Crumpacker glared at Harrigan. Bitter, rageful hatred smoldered in his eyes, making the brown pupils glow like tarnished garnets. ‘Damme, sir, men have been shot for less impertinence!’ he burst out. Then, seeming to cool as suddenly as he had blazed, ‘Never mind; perhaps you’re right, lad. My quarrel’s with the old woman, not her dog. I reckon anger made me childish
for a moment.’ He shook his heavy shoulders in disgust. ‘Come on, let’s leave this filthy hole.’
They recrossed Spellman’s well-kept land and came out on the highroad just as a small roadster swung around the bend.
‘Good morning, Judge; good morning, sir,’ the driver called as he brought his car to a halt. ‘Give you a lift back to the club?’
‘Yes, thank you, we’d appreciate it, Doctor,’ Crumpacker answered as he introduced Harrigan.
Dr Clancy was a man in early middle life, somewhere between forty-five and fifty, Harrigan surmised, smooth-skinned, clean-shaven, with a youthfulness and vigor which denied the nests of little wrinkles at the corners of his eyes and the streak of white that ran with startling contrast through his smoothly brushed black hair.

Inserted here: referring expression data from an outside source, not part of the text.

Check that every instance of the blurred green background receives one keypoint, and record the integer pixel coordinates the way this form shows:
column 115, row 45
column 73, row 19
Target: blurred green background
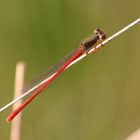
column 98, row 98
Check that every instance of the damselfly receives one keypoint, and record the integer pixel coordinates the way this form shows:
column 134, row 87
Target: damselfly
column 42, row 81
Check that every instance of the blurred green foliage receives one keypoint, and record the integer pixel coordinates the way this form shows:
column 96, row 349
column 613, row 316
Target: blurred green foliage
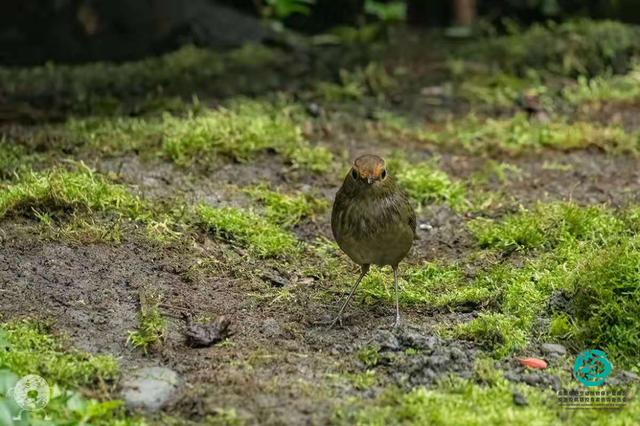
column 580, row 47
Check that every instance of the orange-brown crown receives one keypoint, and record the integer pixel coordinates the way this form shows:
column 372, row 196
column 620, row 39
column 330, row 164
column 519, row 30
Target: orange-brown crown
column 369, row 167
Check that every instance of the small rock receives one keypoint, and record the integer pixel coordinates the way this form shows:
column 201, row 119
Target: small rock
column 519, row 399
column 425, row 227
column 553, row 349
column 149, row 388
column 275, row 279
column 203, row 335
column 386, row 340
column 314, row 110
column 271, row 328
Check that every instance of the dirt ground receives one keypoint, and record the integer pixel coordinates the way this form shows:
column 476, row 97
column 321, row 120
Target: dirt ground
column 281, row 365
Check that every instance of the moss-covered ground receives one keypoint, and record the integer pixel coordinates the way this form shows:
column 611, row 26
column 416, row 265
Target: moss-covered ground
column 199, row 184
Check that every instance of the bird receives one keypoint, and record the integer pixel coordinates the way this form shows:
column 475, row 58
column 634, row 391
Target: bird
column 372, row 221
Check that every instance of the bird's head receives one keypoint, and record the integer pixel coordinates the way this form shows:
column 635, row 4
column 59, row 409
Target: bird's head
column 368, row 169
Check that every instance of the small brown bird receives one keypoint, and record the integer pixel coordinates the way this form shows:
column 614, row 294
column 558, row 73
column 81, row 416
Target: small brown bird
column 372, row 221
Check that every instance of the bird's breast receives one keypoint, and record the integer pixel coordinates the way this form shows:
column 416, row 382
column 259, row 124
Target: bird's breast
column 372, row 231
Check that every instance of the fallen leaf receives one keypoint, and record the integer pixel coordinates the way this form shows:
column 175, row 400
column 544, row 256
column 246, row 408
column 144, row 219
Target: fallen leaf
column 533, row 363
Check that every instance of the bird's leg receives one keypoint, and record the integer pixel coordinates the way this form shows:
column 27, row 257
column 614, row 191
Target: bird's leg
column 364, row 270
column 395, row 284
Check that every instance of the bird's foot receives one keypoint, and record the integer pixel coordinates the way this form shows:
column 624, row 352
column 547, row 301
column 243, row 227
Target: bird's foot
column 337, row 320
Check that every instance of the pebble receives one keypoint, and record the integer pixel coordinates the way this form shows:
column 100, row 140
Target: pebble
column 386, row 340
column 553, row 349
column 149, row 388
column 519, row 399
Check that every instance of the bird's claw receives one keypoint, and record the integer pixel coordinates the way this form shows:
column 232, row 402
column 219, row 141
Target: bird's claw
column 338, row 319
column 396, row 323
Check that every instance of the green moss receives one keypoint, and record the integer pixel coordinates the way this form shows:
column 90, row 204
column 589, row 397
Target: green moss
column 426, row 183
column 369, row 356
column 434, row 285
column 61, row 189
column 32, row 350
column 151, row 324
column 582, row 47
column 500, row 90
column 240, row 131
column 81, row 229
column 114, row 136
column 285, row 209
column 356, row 84
column 605, row 301
column 606, row 88
column 546, row 225
column 586, row 252
column 363, row 380
column 469, row 404
column 13, row 159
column 248, row 229
column 518, row 134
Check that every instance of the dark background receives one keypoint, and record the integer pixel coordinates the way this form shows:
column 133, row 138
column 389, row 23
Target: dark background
column 37, row 31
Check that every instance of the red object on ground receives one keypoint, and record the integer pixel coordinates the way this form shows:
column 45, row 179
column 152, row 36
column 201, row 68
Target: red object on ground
column 533, row 363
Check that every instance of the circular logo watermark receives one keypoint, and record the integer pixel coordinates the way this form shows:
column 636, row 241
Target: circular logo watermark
column 32, row 393
column 592, row 367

His eyes were blue and kind and very knowing—‘true Irish eyes’ thought Harrigan—but there was an indefinable something about him which was puzzling. Men without women—priests, explorers, sailors, some soldiers—bear the mark of their denial stamped on them. Dr Clancy seemed to have it. He would have seemed more properly attired in a Roman collar and black cassock vest, rather than the corduroys and flannel shirt he wore. The little satchel on the seat beside him seemed more like a small suitcase than a medicine kit, too, but . . .

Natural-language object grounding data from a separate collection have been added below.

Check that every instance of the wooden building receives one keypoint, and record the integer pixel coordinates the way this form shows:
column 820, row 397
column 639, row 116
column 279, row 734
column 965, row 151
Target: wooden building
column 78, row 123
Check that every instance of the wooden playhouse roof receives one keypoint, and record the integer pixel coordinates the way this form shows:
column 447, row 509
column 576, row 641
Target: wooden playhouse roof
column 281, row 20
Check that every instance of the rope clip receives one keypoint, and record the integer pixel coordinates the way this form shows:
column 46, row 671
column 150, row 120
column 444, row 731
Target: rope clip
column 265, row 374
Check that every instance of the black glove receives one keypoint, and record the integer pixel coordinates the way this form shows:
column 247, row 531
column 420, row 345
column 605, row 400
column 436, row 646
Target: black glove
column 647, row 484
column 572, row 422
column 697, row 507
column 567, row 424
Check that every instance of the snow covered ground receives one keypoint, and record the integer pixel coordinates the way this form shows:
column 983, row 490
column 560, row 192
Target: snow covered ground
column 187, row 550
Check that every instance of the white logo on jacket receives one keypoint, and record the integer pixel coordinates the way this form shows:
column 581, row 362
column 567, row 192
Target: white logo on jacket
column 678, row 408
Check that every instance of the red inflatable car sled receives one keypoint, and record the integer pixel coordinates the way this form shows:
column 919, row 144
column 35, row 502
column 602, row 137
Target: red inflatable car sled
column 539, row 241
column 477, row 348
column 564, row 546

He broke his idle speculations off, for Judge Crumpacker had been pouring out the story of his grievances to Dr Clancy, not omitting his suspicions of witchcraft, and Dr Clancy was not laughing. ‘Because the law does not admit a thing is no reason for denying its existence,’ he was saying. ‘Lee Deforest was threatened with prosecution for fraud when he introduced the ionic current detector for radio, and there are many people who remember when the Patent Office refused to consider applications for heavier than air flying-machines, just as it rejects claims for perpetual motion devices today. The Lafferty family’s history is not good. The founder of the local branch was prosecuted twice for cruelty to his Negroes, and finally deported from the colony on a charge of trafficking with Satan. An ancestress of theirs was burned as a witch in England in the reign of James I. Miss Lucinda was a noted beauty in her day, but though she had three romances none of them was ever consummated. All three engagements were broken, and all three lovers died shortly after their estrangement—each in exactly the manner she had foretold.’